Leader of the Volksdeutsche Bewegung
- In office 13 July 1940 – 1 September 1944
- Preceded by: Office established
- Succeeded by: Office abolished

Member of the Liberal Party
- In office 1927–1936

Personal details
- Born: November 5, 1878 Clervaux, Luxembourg
- Died: October 11, 1946 (aged 67) Luxembourg City, Luxembourg
- Party: Volksdeutsche Bewegung
- Criminal status: Executed by firing squad
- Conviction: Treason
- Criminal penalty: Death

= Damian Kratzenberg =

Luxembourgish politician (1878–1946)

Damian Kratzenberg (November 5, 1878 – October 11, 1946) was a Luxembourgish high school teacher who became head of the Volksdeutsche Bewegung (German-People's Movement), a pro-Nazi political group, in Luxembourg during World War II. He was executed after the war for collaboration with the Nazis.

==Life and career==
Kratzenberg was the son of the administrator of the castle of Clervaux, a German immigrant. After receiving his baccalaureate at the Diekirch gymnasium, from 1898 to 1902 he studied literature in Luxembourg, Lille, Paris and Berlin. Following this, he taught Greek and German in Diekirch, Echternach, and from 1927 at the Athénée de Luxembourg.

From 1927 to 1936, Kratzenberg was a member of the liberal party. From the mid-1930s, he became a supporter of Nazi Germany. From 1935 to 1940, he was the president of GEDELIT, the Luxemburger Gesellschaft für deutsche Literatur und Kunst (Society for German Literature and Art). In 1936, he received the Goethe-Medaille für Kunst und Wissenschaft.

Kratzenberg became head of the regional branch of the Volksdeutsche Bewegung in 1940, and was appointed head of the Athénée de Luxembourg in 1941.

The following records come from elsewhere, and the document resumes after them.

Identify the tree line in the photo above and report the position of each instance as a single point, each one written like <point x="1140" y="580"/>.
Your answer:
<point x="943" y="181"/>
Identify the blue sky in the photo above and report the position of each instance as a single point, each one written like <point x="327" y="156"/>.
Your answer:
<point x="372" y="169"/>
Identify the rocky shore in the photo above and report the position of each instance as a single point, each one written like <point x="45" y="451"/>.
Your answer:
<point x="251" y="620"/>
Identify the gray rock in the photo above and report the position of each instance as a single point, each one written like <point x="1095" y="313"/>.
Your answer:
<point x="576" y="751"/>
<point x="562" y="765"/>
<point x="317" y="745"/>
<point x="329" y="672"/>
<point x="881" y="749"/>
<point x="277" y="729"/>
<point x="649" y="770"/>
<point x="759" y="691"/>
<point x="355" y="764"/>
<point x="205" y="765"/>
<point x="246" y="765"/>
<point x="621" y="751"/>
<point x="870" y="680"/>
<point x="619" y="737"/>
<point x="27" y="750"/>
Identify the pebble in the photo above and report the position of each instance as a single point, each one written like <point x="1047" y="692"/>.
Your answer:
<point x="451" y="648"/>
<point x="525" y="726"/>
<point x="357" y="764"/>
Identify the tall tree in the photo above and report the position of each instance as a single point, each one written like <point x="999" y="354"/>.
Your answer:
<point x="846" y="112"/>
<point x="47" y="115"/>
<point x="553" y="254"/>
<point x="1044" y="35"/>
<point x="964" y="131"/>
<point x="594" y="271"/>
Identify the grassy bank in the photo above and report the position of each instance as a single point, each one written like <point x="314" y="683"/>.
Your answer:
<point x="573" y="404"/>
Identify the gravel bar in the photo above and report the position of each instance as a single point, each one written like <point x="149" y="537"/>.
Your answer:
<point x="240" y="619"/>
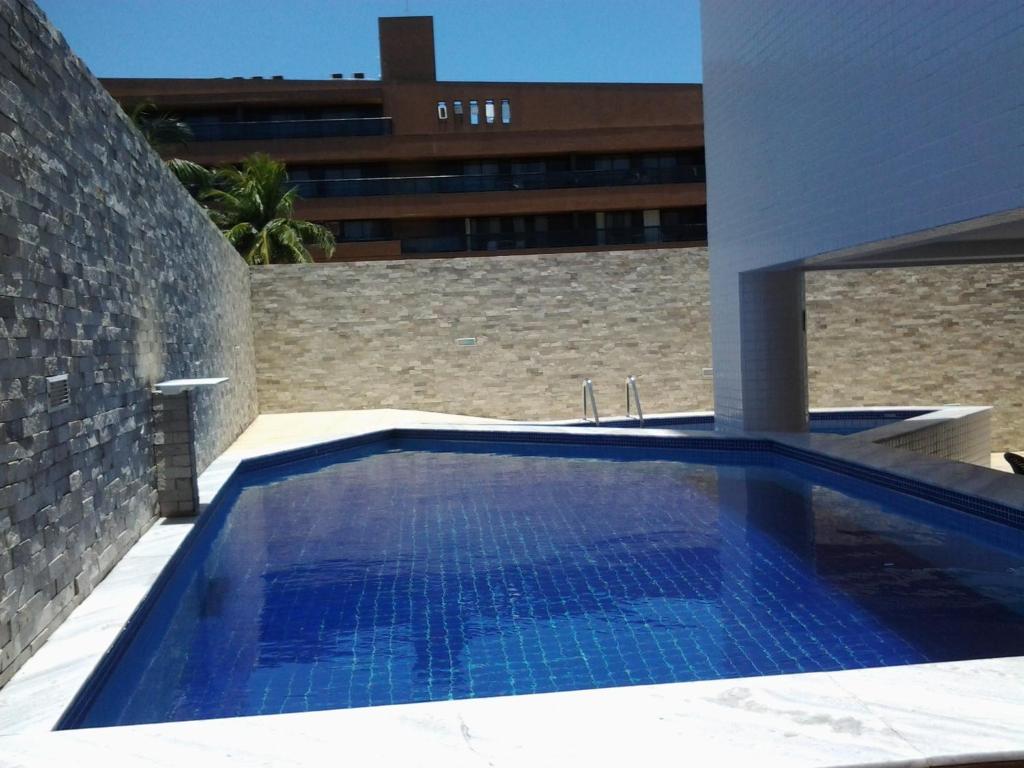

Kratzenberg fled to Weißenburg in Bayern a few days before the liberation of Luxembourg on 1 September 1944. A letter to his daughter after the end of the war however gave his location away and Kratzenberg was apprehended by American military police, moved to Luxembourg and stood trial. He was sentenced to death on August 1, with the sentence carried out on October 11, 1946, at the shooting range of the barracks of the Holy Ghost Plateau in Luxembourg City.